Le « contrôle normal des rêves » (c.-à-d., le contrôle délibéré de ses propres pensées et de son corps onirique dans le rêve) a été différencié du « contrôle de haut niveau » dans les rêves, qui consiste à produire des résultats dans un rêve lucide qui seraient impossibles à produire à l’état d’éveil. Atteindre la lucidité dans un rêve ne confère pas automatiquement la capacité d’exercer un contrôle de haut niveau sur ce rêve. En effet, exercer un contrôle de haut niveau dans les rêves lucides peut s’avérer difficile, et cela pourrait être encore plus difficile dans les cauchemars lucides. Les rêveurs lucides exercent un contrôle sur leurs rêves pour diverses raisons, telles que s’amuser (réalisation de souhaits), résoudre des problèmes de la vie éveillée ou encore faire face à un cauchemar. Malheureusement, en raison d’un manque d’études, la mesure dans laquelle le contrôle des rêves lucides peut être utilisé pour produire des résultats dans la vie éveillée est encore largement inconnue. D’un point de vue clinique, la thérapie par le rêve lucide implique l’utilisation de stratégies d’induction de la lucidité en rêve, de même que des stratégies de contrôle du rêve lucide (en particulier, communiquer avec des personnages menaçants dans le rêve) pour composer avec les cauchemars. L’efficacité de la thérapie par le rêve lucide a reçu un soutien préliminaire, mais des études de traitement plus rigoureuses sont nécessaires. De plus, considérant que plusieurs personnes ont bénéficié de la thérapie par le rêve lucide sans pour autant atteindre la lucidité dans leurs cauchemars, les mécanismes d’action de cette thérapie demeurent largement spéculatifs.

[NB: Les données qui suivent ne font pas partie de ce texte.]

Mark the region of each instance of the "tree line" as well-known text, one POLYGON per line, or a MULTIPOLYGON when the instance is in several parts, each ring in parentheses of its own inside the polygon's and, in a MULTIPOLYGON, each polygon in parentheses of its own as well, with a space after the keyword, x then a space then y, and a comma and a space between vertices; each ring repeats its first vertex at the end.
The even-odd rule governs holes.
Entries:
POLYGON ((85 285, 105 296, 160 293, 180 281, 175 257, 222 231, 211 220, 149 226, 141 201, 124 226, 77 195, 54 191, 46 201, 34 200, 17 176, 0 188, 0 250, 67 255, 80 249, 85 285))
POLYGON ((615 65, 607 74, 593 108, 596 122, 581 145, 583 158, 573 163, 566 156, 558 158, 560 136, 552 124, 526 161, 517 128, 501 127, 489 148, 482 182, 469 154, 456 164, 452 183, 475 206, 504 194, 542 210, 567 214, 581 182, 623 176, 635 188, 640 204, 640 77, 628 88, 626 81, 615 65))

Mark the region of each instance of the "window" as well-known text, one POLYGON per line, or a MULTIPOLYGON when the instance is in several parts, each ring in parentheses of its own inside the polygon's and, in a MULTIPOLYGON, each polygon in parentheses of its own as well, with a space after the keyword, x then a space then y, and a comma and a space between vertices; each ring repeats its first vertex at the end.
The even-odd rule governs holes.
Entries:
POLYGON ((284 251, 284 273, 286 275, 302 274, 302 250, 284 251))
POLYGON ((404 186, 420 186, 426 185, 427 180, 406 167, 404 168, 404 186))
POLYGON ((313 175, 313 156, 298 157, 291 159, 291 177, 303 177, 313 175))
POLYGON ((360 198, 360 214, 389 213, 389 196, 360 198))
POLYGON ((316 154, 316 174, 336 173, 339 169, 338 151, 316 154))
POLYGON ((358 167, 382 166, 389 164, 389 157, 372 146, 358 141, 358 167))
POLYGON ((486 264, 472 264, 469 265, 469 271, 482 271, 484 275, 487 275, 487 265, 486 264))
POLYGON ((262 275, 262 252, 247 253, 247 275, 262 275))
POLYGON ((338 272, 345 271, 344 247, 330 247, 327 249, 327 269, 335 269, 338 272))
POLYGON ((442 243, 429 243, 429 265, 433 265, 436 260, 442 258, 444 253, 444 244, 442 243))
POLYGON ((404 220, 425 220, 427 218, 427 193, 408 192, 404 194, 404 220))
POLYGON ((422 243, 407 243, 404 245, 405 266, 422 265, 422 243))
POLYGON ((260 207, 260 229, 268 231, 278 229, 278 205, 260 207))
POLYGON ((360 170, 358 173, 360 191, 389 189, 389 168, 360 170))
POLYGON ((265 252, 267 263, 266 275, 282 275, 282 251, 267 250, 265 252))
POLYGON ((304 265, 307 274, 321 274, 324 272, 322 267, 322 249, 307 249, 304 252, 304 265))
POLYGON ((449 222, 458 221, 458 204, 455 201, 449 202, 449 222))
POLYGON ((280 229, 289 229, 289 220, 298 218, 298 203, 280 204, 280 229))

À ma connaissance, l’étude du contrôle des rêves lucides en est encore à ses balbutiements. Les questions abondent et les réponses se font rares. Par exemple, l’éventail des effets possibles qui peuvent être produits dans les rêves lucides reste à documenter. Il se peut que certains effets soient impossibles à produire (comme effectuer des actions que le rêveur lui-même perçoit comme étant immorales), mais cette question reste inexplorée. En outre, une question qui m’intrigue particulièrement est de savoir si l’exposition à des stimuli anxiogènes dans les rêves peut réduire la réaction de peur à ces stimuli à l’état d’éveil. Par exemple, l’exposition à des situations sociales dans des rêves lucides – initier des conversations avec des étrangers, parler en public, etc. – pourrait réduire l’anxiété sociale (c.-à-d., la timidité) au réveil. Cela semble plausible considérant que l’exposition à des situations sociales en réalité virtuelle (c.-à-d., l’immersion dans des contextes sociaux générés par ordinateur) peut être utilisée pour traiter l’anxiété sociale (Chesham et al., 2018). La réalité virtuelle a bien sûr plusieurs points communs avec les rêves. Avec l’aide de communautés de rêveurs lucides, je m’attends à ce que nous puissions progresser vers une science plus mature du contrôle des rêves lucides au cours des prochaines années.